Metro Weekly

Bootleg Beauty

Cave and Hillcoat team for another shoot 'em up, short on substance but with plenty of style

Eight years ago, director John Hillcoat and artist Nick Cave made a brilliant movie called The Proposition. Set amid a battle between a gang of brothers and the lawman who wants them dead, the movie was every bit a ruthless, unrepentant Western. It was lauded as one of the best films of recent memory, and quickly became a contemporary model for the genre. So it should come as no surprise that Hillcoat and Cave are trying to recapture their magic with Lawless, a film that’s fundamentally similar, even if it swapped an Australian twang for the cacophony of Appalachia.

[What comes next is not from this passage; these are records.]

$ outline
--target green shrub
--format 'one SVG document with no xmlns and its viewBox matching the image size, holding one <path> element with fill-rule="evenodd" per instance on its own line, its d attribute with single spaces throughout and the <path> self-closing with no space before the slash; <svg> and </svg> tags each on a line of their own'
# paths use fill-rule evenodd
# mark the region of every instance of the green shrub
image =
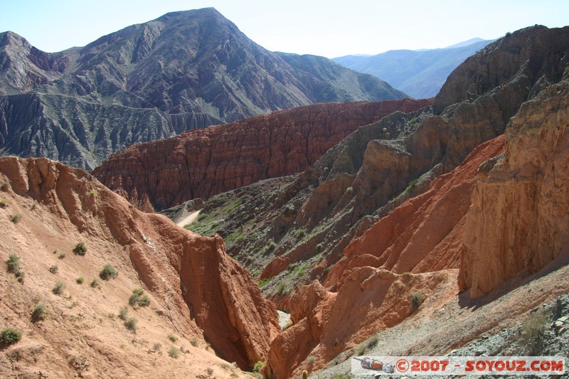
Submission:
<svg viewBox="0 0 569 379">
<path fill-rule="evenodd" d="M 147 295 L 143 294 L 144 290 L 140 287 L 132 290 L 132 294 L 129 299 L 129 304 L 132 306 L 148 306 L 150 305 L 150 298 Z"/>
<path fill-rule="evenodd" d="M 36 307 L 30 313 L 32 322 L 38 322 L 41 320 L 46 319 L 46 316 L 48 314 L 48 311 L 46 306 L 41 303 L 36 304 Z"/>
<path fill-rule="evenodd" d="M 541 354 L 545 346 L 545 334 L 549 324 L 549 316 L 543 312 L 536 312 L 521 324 L 519 345 L 525 355 Z"/>
<path fill-rule="evenodd" d="M 16 274 L 20 271 L 20 257 L 16 254 L 11 254 L 6 261 L 6 269 L 8 272 Z"/>
<path fill-rule="evenodd" d="M 259 287 L 262 288 L 267 285 L 267 283 L 271 281 L 272 278 L 263 278 L 259 281 Z"/>
<path fill-rule="evenodd" d="M 4 328 L 0 331 L 0 342 L 4 345 L 16 343 L 22 338 L 22 332 L 14 328 Z"/>
<path fill-rule="evenodd" d="M 124 321 L 124 326 L 131 331 L 137 331 L 137 324 L 138 320 L 135 317 L 129 317 Z"/>
<path fill-rule="evenodd" d="M 110 280 L 111 279 L 115 279 L 115 277 L 119 276 L 119 272 L 117 271 L 117 269 L 109 265 L 103 265 L 102 269 L 100 272 L 99 272 L 99 277 L 100 277 L 103 280 Z"/>
<path fill-rule="evenodd" d="M 180 356 L 180 351 L 176 348 L 175 346 L 171 346 L 168 350 L 168 356 L 177 359 Z"/>
<path fill-rule="evenodd" d="M 142 295 L 138 299 L 138 306 L 148 306 L 150 305 L 150 298 L 148 297 L 148 295 Z"/>
<path fill-rule="evenodd" d="M 261 369 L 262 369 L 262 368 L 265 367 L 265 365 L 267 363 L 263 361 L 257 361 L 255 363 L 255 365 L 253 365 L 253 372 L 254 373 L 260 372 Z"/>
<path fill-rule="evenodd" d="M 126 306 L 123 306 L 120 309 L 119 309 L 119 319 L 121 320 L 126 321 L 127 320 L 127 315 L 129 314 L 129 309 Z"/>
<path fill-rule="evenodd" d="M 87 253 L 87 246 L 85 245 L 85 242 L 83 241 L 77 242 L 73 248 L 73 252 L 78 255 L 85 255 Z"/>
<path fill-rule="evenodd" d="M 419 308 L 419 306 L 425 301 L 425 294 L 420 291 L 415 291 L 409 295 L 409 301 L 413 308 Z"/>
<path fill-rule="evenodd" d="M 51 292 L 53 294 L 60 295 L 64 288 L 65 288 L 65 284 L 61 282 L 55 282 L 55 284 L 53 286 L 53 288 L 51 289 Z"/>
</svg>

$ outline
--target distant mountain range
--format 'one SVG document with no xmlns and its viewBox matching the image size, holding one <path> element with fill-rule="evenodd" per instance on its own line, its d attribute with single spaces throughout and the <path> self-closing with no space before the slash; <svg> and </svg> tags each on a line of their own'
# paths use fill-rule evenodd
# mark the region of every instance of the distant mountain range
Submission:
<svg viewBox="0 0 569 379">
<path fill-rule="evenodd" d="M 472 38 L 445 48 L 392 50 L 376 55 L 346 55 L 333 60 L 375 75 L 413 97 L 432 97 L 454 68 L 491 41 Z"/>
<path fill-rule="evenodd" d="M 323 102 L 408 97 L 331 60 L 272 53 L 213 8 L 55 53 L 0 33 L 0 155 L 92 169 L 134 143 Z"/>
</svg>

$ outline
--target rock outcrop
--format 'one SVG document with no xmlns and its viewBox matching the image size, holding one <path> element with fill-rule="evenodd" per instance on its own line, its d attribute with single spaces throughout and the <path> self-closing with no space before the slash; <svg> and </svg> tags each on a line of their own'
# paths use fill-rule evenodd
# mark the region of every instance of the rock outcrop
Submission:
<svg viewBox="0 0 569 379">
<path fill-rule="evenodd" d="M 521 107 L 506 129 L 505 155 L 481 166 L 460 266 L 461 287 L 471 297 L 536 272 L 567 251 L 568 128 L 565 74 Z"/>
<path fill-rule="evenodd" d="M 163 215 L 144 213 L 85 171 L 47 159 L 0 158 L 0 176 L 14 193 L 11 202 L 36 202 L 58 233 L 98 247 L 87 262 L 109 260 L 139 278 L 178 333 L 205 338 L 220 357 L 243 368 L 266 358 L 278 331 L 275 306 L 225 254 L 218 236 L 201 237 Z M 58 243 L 70 252 L 73 240 L 66 235 Z M 46 245 L 38 257 L 49 257 L 51 250 Z"/>
<path fill-rule="evenodd" d="M 358 127 L 431 100 L 324 103 L 134 145 L 93 175 L 142 209 L 161 210 L 305 170 Z"/>
<path fill-rule="evenodd" d="M 2 33 L 0 76 L 0 154 L 87 169 L 130 144 L 195 128 L 316 102 L 408 97 L 326 58 L 267 51 L 213 8 L 55 53 Z"/>
</svg>

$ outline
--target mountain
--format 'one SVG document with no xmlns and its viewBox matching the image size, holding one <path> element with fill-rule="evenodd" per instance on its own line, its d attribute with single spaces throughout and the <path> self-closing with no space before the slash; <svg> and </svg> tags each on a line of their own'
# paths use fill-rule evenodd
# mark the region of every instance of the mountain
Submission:
<svg viewBox="0 0 569 379">
<path fill-rule="evenodd" d="M 221 235 L 290 312 L 269 377 L 346 360 L 349 371 L 376 333 L 397 354 L 447 353 L 569 292 L 555 282 L 569 259 L 568 62 L 569 27 L 516 31 L 457 68 L 432 106 L 358 128 L 298 175 L 206 201 L 187 227 Z"/>
<path fill-rule="evenodd" d="M 208 198 L 260 180 L 302 172 L 359 127 L 430 100 L 299 107 L 131 146 L 93 171 L 148 211 Z"/>
<path fill-rule="evenodd" d="M 346 55 L 333 60 L 373 75 L 411 96 L 422 99 L 438 93 L 449 74 L 491 41 L 473 38 L 445 48 L 392 50 L 369 57 Z"/>
<path fill-rule="evenodd" d="M 0 158 L 0 183 L 1 325 L 22 332 L 2 378 L 245 378 L 230 362 L 266 359 L 275 306 L 219 237 L 45 158 Z"/>
<path fill-rule="evenodd" d="M 213 8 L 56 53 L 3 33 L 0 63 L 0 154 L 86 169 L 134 143 L 275 110 L 407 97 L 326 58 L 284 59 Z"/>
</svg>

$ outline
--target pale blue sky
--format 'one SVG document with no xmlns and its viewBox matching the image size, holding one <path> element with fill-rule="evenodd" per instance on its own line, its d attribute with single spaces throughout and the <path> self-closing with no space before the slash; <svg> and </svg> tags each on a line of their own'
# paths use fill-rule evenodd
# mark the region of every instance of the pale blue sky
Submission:
<svg viewBox="0 0 569 379">
<path fill-rule="evenodd" d="M 268 50 L 328 58 L 569 24 L 569 0 L 0 0 L 0 31 L 60 51 L 169 11 L 208 6 Z"/>
</svg>

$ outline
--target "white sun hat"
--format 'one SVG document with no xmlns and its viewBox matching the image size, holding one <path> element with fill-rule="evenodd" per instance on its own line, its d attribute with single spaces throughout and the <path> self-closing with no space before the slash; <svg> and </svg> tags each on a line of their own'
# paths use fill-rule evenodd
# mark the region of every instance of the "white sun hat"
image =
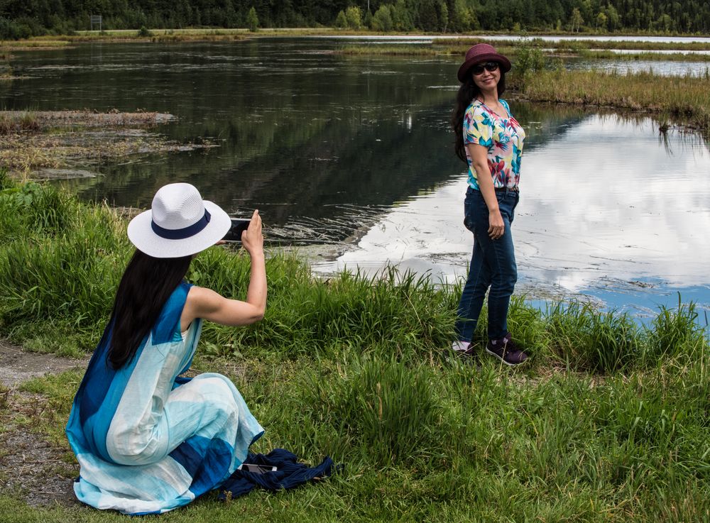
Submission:
<svg viewBox="0 0 710 523">
<path fill-rule="evenodd" d="M 158 189 L 149 211 L 129 224 L 129 239 L 153 258 L 180 258 L 214 245 L 231 227 L 217 204 L 203 200 L 189 183 L 172 183 Z"/>
</svg>

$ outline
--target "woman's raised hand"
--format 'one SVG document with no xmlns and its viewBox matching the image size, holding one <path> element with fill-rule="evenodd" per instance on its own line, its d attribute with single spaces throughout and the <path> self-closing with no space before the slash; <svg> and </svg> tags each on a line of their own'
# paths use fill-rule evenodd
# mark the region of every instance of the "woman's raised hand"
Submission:
<svg viewBox="0 0 710 523">
<path fill-rule="evenodd" d="M 241 233 L 241 244 L 251 256 L 263 251 L 264 237 L 261 233 L 261 216 L 258 209 L 254 211 L 249 226 Z"/>
</svg>

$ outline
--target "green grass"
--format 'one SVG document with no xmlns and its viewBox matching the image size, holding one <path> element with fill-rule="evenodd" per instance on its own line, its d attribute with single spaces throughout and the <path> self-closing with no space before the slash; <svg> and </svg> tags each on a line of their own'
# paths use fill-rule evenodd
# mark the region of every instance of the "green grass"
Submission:
<svg viewBox="0 0 710 523">
<path fill-rule="evenodd" d="M 0 177 L 0 332 L 35 348 L 90 350 L 131 253 L 124 226 L 103 205 Z M 394 268 L 322 280 L 278 253 L 267 272 L 264 320 L 206 326 L 194 368 L 234 381 L 267 431 L 255 451 L 283 447 L 311 463 L 328 454 L 344 468 L 293 491 L 227 504 L 207 495 L 161 520 L 710 519 L 710 348 L 692 304 L 641 327 L 515 297 L 510 325 L 532 358 L 508 369 L 482 348 L 471 362 L 445 351 L 460 287 Z M 222 248 L 200 254 L 189 275 L 236 297 L 248 276 L 248 257 Z M 80 378 L 24 383 L 43 402 L 13 423 L 68 450 Z M 21 495 L 0 497 L 4 521 L 119 519 L 31 508 Z"/>
<path fill-rule="evenodd" d="M 511 83 L 531 101 L 649 111 L 705 135 L 710 132 L 710 89 L 705 77 L 540 70 Z"/>
</svg>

While Lawless is a tough, violent movie, though, it’s nowhere near as intense as The Proposition – nor is it as disquieting as The Road, Hillcoat’s 2009 haunting adaptation of the Cormac McCarthy novel. It’s a well-made, no-nonsense sort of gangster story. It’s hillbilly Goodfellas.

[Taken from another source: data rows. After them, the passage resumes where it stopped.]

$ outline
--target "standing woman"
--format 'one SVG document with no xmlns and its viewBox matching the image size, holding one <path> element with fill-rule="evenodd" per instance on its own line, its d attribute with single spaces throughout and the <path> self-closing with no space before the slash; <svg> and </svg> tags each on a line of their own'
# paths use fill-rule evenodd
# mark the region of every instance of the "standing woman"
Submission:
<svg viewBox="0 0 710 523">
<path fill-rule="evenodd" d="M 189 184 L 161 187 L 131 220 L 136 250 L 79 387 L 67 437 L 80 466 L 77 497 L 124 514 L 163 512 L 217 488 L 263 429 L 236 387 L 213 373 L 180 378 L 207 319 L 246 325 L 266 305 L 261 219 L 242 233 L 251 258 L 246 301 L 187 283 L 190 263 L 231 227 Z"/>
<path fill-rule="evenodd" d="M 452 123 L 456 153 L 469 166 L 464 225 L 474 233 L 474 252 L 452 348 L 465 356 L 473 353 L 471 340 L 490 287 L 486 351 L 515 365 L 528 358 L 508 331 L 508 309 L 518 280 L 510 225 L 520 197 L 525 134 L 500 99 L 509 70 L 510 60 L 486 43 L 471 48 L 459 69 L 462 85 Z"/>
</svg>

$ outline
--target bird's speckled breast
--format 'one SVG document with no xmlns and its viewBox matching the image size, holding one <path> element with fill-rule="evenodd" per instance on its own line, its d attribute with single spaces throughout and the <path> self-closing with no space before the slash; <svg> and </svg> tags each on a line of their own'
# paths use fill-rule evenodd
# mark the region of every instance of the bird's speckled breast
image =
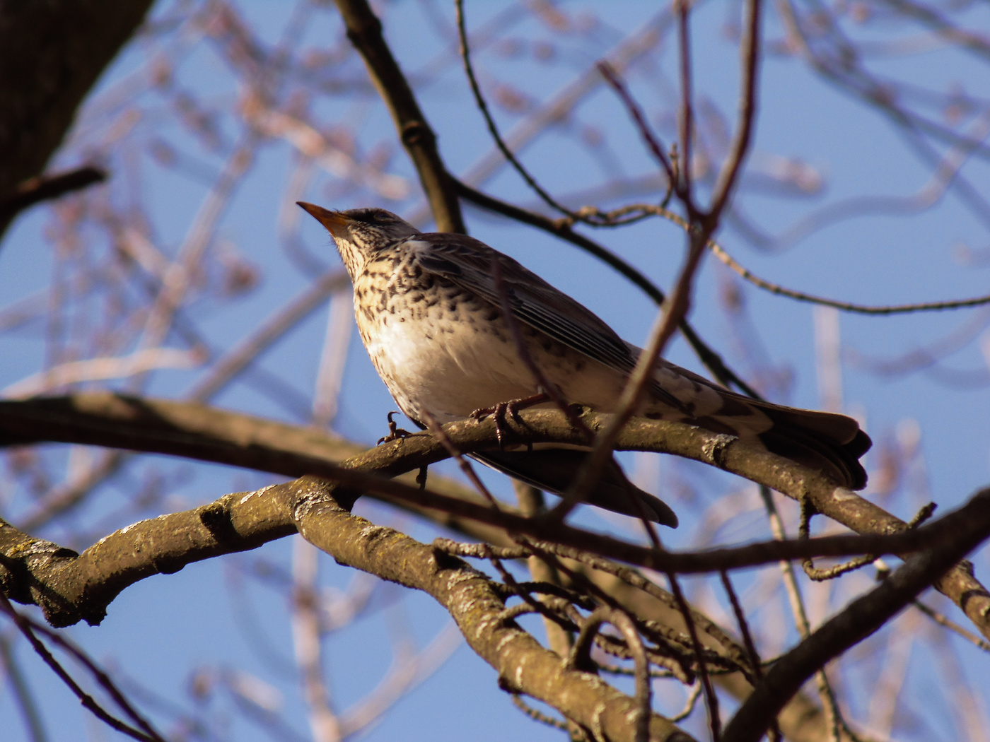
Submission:
<svg viewBox="0 0 990 742">
<path fill-rule="evenodd" d="M 371 300 L 371 301 L 369 301 Z M 364 347 L 403 413 L 441 421 L 529 397 L 537 384 L 519 359 L 501 311 L 448 279 L 425 272 L 415 255 L 376 260 L 354 281 L 354 309 Z M 604 366 L 521 326 L 527 347 L 568 399 L 598 407 L 617 386 Z M 579 380 L 584 389 L 568 389 Z M 568 383 L 570 382 L 570 383 Z M 607 394 L 608 397 L 613 395 Z M 599 403 L 599 404 L 596 404 Z"/>
</svg>

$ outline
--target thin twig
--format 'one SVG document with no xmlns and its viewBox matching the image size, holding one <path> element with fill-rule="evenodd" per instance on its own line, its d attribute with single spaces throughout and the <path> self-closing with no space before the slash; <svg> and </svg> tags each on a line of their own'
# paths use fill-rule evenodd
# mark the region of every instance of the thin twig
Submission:
<svg viewBox="0 0 990 742">
<path fill-rule="evenodd" d="M 45 664 L 51 668 L 62 683 L 68 687 L 72 694 L 79 699 L 79 702 L 85 708 L 88 708 L 97 718 L 132 739 L 142 740 L 142 742 L 165 742 L 164 737 L 158 734 L 154 728 L 151 727 L 151 725 L 148 724 L 148 721 L 145 720 L 145 718 L 128 702 L 127 698 L 124 697 L 124 695 L 117 689 L 113 681 L 110 680 L 110 677 L 100 670 L 100 668 L 98 668 L 96 664 L 86 657 L 81 651 L 69 644 L 64 638 L 58 636 L 50 629 L 38 625 L 27 616 L 19 613 L 14 609 L 14 606 L 10 604 L 7 597 L 2 594 L 0 594 L 0 611 L 3 611 L 10 616 L 11 620 L 14 621 L 15 625 L 34 648 L 38 656 L 41 657 Z M 85 693 L 72 679 L 68 672 L 52 656 L 45 644 L 42 643 L 41 639 L 39 639 L 35 634 L 36 631 L 45 633 L 50 639 L 57 643 L 65 651 L 75 657 L 75 659 L 81 662 L 86 669 L 93 674 L 100 686 L 110 694 L 114 701 L 128 716 L 131 717 L 131 720 L 134 721 L 134 723 L 141 727 L 141 729 L 136 729 L 130 724 L 118 719 L 116 716 L 113 716 L 106 709 L 104 709 L 103 706 L 97 703 L 96 699 L 93 698 L 92 696 Z"/>
<path fill-rule="evenodd" d="M 42 201 L 56 199 L 66 193 L 78 191 L 107 179 L 107 171 L 85 165 L 53 175 L 39 175 L 18 186 L 15 193 L 0 198 L 0 222 L 13 219 L 17 214 Z"/>
<path fill-rule="evenodd" d="M 677 576 L 672 572 L 667 573 L 667 581 L 670 583 L 670 592 L 677 602 L 681 617 L 687 626 L 688 635 L 691 637 L 691 646 L 694 648 L 695 657 L 698 660 L 698 676 L 701 679 L 701 686 L 705 689 L 705 706 L 708 709 L 708 723 L 712 730 L 712 742 L 719 742 L 722 737 L 722 716 L 719 712 L 719 696 L 712 686 L 712 679 L 708 674 L 708 665 L 705 663 L 705 656 L 702 652 L 701 641 L 698 639 L 698 628 L 694 625 L 694 615 L 684 594 L 681 592 Z"/>
</svg>

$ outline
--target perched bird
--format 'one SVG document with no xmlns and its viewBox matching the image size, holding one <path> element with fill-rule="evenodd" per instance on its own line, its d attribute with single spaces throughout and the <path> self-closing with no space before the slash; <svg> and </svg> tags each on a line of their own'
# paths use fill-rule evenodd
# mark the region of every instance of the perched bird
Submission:
<svg viewBox="0 0 990 742">
<path fill-rule="evenodd" d="M 364 347 L 402 412 L 420 427 L 427 426 L 426 414 L 447 422 L 538 395 L 517 336 L 568 403 L 616 409 L 641 349 L 516 260 L 463 234 L 423 233 L 384 209 L 299 206 L 333 235 L 354 286 Z M 518 335 L 503 315 L 496 262 Z M 662 359 L 653 376 L 640 415 L 761 443 L 844 487 L 866 484 L 858 459 L 870 439 L 851 417 L 755 402 Z M 560 447 L 473 454 L 558 495 L 584 456 Z M 614 458 L 588 502 L 677 525 L 670 508 L 630 483 Z"/>
</svg>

Based on The Wettest County in the World, a historical novel about bootlegging in Franklin County, Va., during the Prohibition era, Lawless follows the three Bondurant boys, who distill, bottle and run moonshine across the region. Forrest (Tom Hardy), the eldest brother and the leader, is a hard-boiled man of few words. When he’s not off on a bender, Howard (Jason Clarke) is the family’s muscle. And Jack (Shia LaBeouf), the youngest of the bunch, is a pretender to the Bondurant bootlegging throne, a naive dreamer who fashions himself an aspiring gangster. Jack desperately wants in on the action, but Forrest holds him at arm’s length from the work – the boy’s just not tough enough.

”It is not the violence that sets a man apart,” Forrest explains. ”It’s the distance he’s prepared to go.”

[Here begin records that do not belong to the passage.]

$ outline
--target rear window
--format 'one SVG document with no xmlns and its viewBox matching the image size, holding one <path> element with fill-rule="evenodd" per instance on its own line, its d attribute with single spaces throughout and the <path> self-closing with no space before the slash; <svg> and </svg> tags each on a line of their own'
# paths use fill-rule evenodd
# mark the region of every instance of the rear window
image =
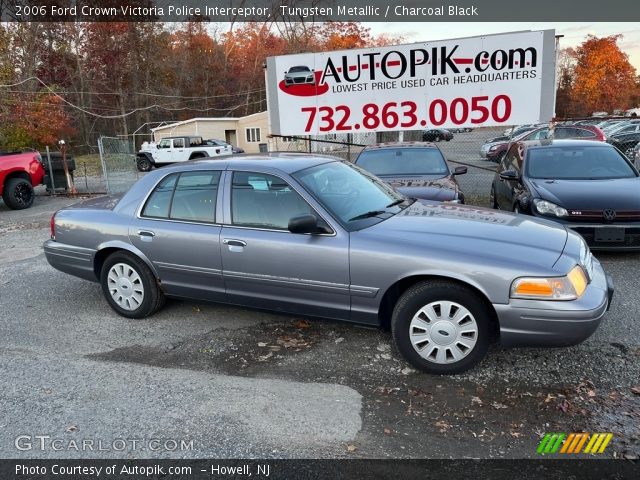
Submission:
<svg viewBox="0 0 640 480">
<path fill-rule="evenodd" d="M 529 149 L 527 176 L 558 180 L 632 178 L 636 173 L 614 148 L 544 147 Z"/>
<path fill-rule="evenodd" d="M 448 175 L 437 148 L 384 148 L 363 151 L 356 164 L 374 175 Z"/>
</svg>

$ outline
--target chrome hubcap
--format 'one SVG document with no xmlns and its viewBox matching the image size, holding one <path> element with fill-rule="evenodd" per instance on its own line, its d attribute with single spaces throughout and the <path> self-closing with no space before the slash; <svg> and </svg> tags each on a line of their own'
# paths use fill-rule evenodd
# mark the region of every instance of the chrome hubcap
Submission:
<svg viewBox="0 0 640 480">
<path fill-rule="evenodd" d="M 409 339 L 418 355 L 433 363 L 455 363 L 471 353 L 478 325 L 471 312 L 456 302 L 440 300 L 422 307 L 409 325 Z"/>
<path fill-rule="evenodd" d="M 124 310 L 135 310 L 144 300 L 144 286 L 138 272 L 126 263 L 116 263 L 107 275 L 109 294 Z"/>
</svg>

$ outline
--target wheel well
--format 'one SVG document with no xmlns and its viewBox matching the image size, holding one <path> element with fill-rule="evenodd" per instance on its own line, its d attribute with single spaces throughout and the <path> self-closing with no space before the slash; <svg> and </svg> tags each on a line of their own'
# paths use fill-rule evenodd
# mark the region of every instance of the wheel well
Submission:
<svg viewBox="0 0 640 480">
<path fill-rule="evenodd" d="M 469 285 L 468 283 L 461 282 L 460 280 L 456 280 L 454 278 L 442 277 L 439 275 L 415 275 L 412 277 L 403 278 L 402 280 L 399 280 L 391 285 L 383 295 L 382 301 L 380 302 L 380 309 L 378 310 L 378 320 L 380 322 L 380 326 L 385 330 L 391 330 L 391 315 L 393 313 L 393 307 L 395 306 L 400 296 L 416 283 L 429 280 L 446 280 L 447 282 L 457 283 L 458 285 L 461 285 L 475 292 L 478 295 L 478 298 L 485 304 L 485 306 L 487 307 L 487 311 L 491 316 L 491 318 L 489 319 L 492 325 L 491 336 L 494 340 L 500 337 L 500 324 L 498 322 L 498 316 L 495 309 L 493 308 L 493 305 L 484 295 L 484 293 L 482 293 L 474 286 Z"/>
<path fill-rule="evenodd" d="M 7 175 L 6 178 L 4 179 L 4 185 L 6 185 L 7 182 L 13 178 L 21 178 L 31 183 L 31 177 L 29 176 L 29 174 L 27 172 L 20 171 L 20 172 L 11 172 L 9 175 Z"/>
<path fill-rule="evenodd" d="M 104 261 L 107 259 L 107 257 L 109 257 L 109 255 L 111 255 L 112 253 L 120 252 L 120 251 L 126 252 L 126 250 L 122 248 L 115 248 L 115 247 L 109 247 L 109 248 L 104 248 L 102 250 L 98 250 L 98 252 L 96 253 L 93 259 L 93 273 L 95 274 L 98 280 L 100 280 L 100 272 L 102 271 L 102 265 L 104 265 Z"/>
</svg>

And that, in a nutshell, is the Bondurant family philosophy: In Franklin County you fight for control, not order. When a corrupt federal agent, Charlie Rakes (Guy Pearce), rolls into town looking for protection money, Forrest rejects his offer outright as an affront to that philosophy, making it clear that ”he’s prepared to go” as far as it takes to keep selling moonshine. The conflict that plays out between Rakes and the Bondurants, as a result, is awesomely violent and uncomfortably visceral.

Unfortunately, the showdown between Forrest and Rakes takes a backseat to Jack’s less compelling (but occasionally bloody) coming-of-age story. Cave still has an obvious appreciation for the Bondurants – Forrest, especially – but he lacks the chops to shape the characters that surround them into anything more than self-serious tropes. Jessica Chastain and Mia Wasikowska deserve better than their unceremonious relegation to damsels in distress, while Dane DeHaan chews into a sinewy role as Jack’s crippled best friend. Even Gary Oldman, who plays a tommy-gun-toting gangster, is a victim of Cave’s neglect. Any scene with Hardy’s grumbling Forrest or Pearce’s sadistic, pomade-polished Rakes is riveting, but that tension burns up soon after they leave the screen.

Starring Tom Hardy, Shia LaBeouf, Guy Pearce
Rated R
115 minutes
Now playing
Area theaters

Hillcoat made his bones on this sort of tough, gritty movie, and thankfully, it shows. Between sweeping shots of backwoods Virginia, he takes a page from Miller’s Crossing, using his camera to linger on the people and places caught in the crossfire of the bootlegging war. (The film’s score, double-teamed by Cave and Warren Ellis, underscores this.) His Franklin County is a vivid, rollicking place. Unfortunately, though, all that work suggests a richer story than Lawless seems willing to allow. It’s got all the pieces in all the right places, but it’s got no glue.

That’s not to say it’s anything but a vivid, enjoyable movie. LaBeouf gets the most out of Jack’s flimsy narrative, while Hardy’s continues his run of magnificent on-screen works. At its heart, Lawless is a well-made period piece about good-looking people who shoot each other. It tells that story exceptionally well, with exceptional actors, but it can’t escape the limitations of its superficial premise. That it’s based on true events only underscores the depth it lacks. In any other movie, that would be fine. Coming from the minds behind The Proposition, though, the story of the Bondurant boys could’ve been so much more. There’s a whole world straining to be seen here. Why won’t Lawless bother to explore it?